Seorang instruktur di sekolah pelatihan medis Angkatan Darat di sebuah pangkalan militer di Texas terluka pada hari Senin ketika seorang anggota militer menembaknya di luar kantornya, kata pihak berwenang.

Tersangka kemudian menyerahkan diri kepada polisi, dan pihak berwenang mengatakan tidak ada orang lain yang berada dalam bahaya.

Kolonel Jim Chevallier, wakil komandan Sayap Pangkalan Udara 502, tidak bersedia memberikan identitas penembak atau korban atau mendiskusikan kemungkinan hubungan antara keduanya. Namun Kepala Polisi San Antonio William McManus mengatakan kepada San Antonio Express-News bahwa korban dan penembak terlibat hubungan asmara.

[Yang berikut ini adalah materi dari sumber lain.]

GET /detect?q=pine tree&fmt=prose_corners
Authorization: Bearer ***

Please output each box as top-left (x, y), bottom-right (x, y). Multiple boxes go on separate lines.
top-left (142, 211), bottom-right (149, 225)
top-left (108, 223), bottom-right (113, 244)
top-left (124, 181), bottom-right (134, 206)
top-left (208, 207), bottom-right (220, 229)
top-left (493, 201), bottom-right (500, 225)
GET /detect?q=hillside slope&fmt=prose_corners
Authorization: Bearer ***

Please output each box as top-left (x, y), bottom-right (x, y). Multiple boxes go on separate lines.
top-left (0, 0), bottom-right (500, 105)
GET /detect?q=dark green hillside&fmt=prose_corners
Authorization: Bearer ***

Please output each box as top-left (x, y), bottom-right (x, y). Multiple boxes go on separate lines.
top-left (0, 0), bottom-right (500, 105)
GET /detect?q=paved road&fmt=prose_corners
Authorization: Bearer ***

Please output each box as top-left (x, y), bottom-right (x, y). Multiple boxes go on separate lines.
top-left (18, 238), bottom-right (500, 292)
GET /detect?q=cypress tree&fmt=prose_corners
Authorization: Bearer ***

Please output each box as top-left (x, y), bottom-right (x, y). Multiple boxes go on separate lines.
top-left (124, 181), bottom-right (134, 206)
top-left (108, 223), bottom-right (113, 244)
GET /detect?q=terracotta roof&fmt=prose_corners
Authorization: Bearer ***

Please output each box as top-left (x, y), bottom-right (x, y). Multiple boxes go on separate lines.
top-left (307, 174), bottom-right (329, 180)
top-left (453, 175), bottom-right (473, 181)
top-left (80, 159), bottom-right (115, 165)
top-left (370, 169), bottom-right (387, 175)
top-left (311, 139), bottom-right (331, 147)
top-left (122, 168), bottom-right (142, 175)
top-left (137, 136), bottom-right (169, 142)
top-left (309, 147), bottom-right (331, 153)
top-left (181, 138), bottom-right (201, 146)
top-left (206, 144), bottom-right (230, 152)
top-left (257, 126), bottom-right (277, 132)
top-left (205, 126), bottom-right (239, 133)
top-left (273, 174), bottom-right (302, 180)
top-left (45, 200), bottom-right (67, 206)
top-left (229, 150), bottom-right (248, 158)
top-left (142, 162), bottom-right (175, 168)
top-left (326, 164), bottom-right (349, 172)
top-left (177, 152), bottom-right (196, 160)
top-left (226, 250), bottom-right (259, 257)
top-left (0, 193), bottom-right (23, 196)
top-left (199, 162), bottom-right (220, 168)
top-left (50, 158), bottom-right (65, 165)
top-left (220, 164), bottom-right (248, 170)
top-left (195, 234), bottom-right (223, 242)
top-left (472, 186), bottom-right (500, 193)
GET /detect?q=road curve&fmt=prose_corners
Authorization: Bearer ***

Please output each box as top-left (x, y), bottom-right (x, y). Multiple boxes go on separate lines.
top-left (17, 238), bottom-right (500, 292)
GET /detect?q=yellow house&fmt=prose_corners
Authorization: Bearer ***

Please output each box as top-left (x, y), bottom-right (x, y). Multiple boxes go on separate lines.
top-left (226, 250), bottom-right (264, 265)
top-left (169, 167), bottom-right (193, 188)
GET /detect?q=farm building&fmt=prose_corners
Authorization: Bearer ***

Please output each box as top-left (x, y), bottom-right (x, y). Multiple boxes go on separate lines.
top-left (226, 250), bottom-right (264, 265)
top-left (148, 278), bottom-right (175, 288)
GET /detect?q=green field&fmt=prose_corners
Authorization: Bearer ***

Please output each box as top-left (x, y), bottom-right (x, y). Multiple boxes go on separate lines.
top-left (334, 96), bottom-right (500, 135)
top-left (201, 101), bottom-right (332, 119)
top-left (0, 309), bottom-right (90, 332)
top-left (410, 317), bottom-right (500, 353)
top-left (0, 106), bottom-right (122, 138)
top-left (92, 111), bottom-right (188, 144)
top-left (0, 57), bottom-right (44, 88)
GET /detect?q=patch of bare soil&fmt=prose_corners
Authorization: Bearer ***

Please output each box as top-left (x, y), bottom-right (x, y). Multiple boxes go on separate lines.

Insiden itu terjadi di Pusat Departemen Medis Angkatan Darat dan Sekolah Fort Sam Houston sekitar pukul 14.50. Pihak berwenang mengatakan penembaknya adalah seorang tentara yang memasuki kantor korban dan mulai berbicara dengannya. Keduanya kemudian melanjutkan percakapan di teras luar gedung, di mana penembak akhirnya melepaskan beberapa tembakan dengan pistol, kata Chevallier.

Tidak jelas berapa banyak tembakan yang dilepaskan. Rekan kerja korban adalah spesialis medis, dan merekalah yang pertama merawat lukanya, Chevallier. Dia dirawat di rumah sakit pada Senin malam dan dalam kondisi stabil.

“Ini dimulai sebagai sebuah percakapan,” kata Kolonel. kata Randy Anderson. “Dia masuk ke ruang kantornya, lalu dia membawanya keluar gedung. Itu terjadi di sana.”

Chevallier mengatakan penembak masuk ke mobilnya dan pergi dari pusat medis. Dia kemudian parkir dan mencoba melarikan diri dengan berjalan kaki saat masih berada di dalam markas, tapi berpikir lebih baik.

Matt Barido, wakil direktur Sayap Pasukan Keamanan 502, mengatakan penembak kemudian menelepon pengacaranya, yang kemudian menghubungi Departemen Kepolisian San Antonio dan memberi tahu mereka di mana menemukannya.

Tersangka ditahan di Fort Sam Houston, namun pihak berwenang tidak mengatakan apakah dia telah didakwa.

Pihak berwenang mengunci pangkalan tersebut selama sekitar dua jam sementara polisi militer membersihkan gedung tempat penembakan terjadi.

Fort Sam Houston adalah salah satu pangkalan militer AS tertua yang masih beroperasi dan terletak di pusat San Antonio. Selain menjadi tuan rumah bagi salah satu unit luka bakar terkemuka di negara ini, sebagian besar petugas medis Angkatan Darat menjalani pelatihan di sana.

Pada bulan November 2009 di Fort Hood, Texas, 13 tentara dan warga sipil tewas dan lebih dari dua lusin luka-luka ketika seorang pria bersenjata masuk ke Pusat Pemrosesan Kesiapan Tentara dan melepaskan tembakan.

Ditanya apakah penembakan di Fort Hood menyebabkan lebih banyak pelatihan menembak di pangkalan, Brigjen. Robert LaBrutta, komandan Sayap Pangkalan Udara 502, menjawab: “Intinya adalah kami berlatih untuk ini. Kami siap untuk ini.”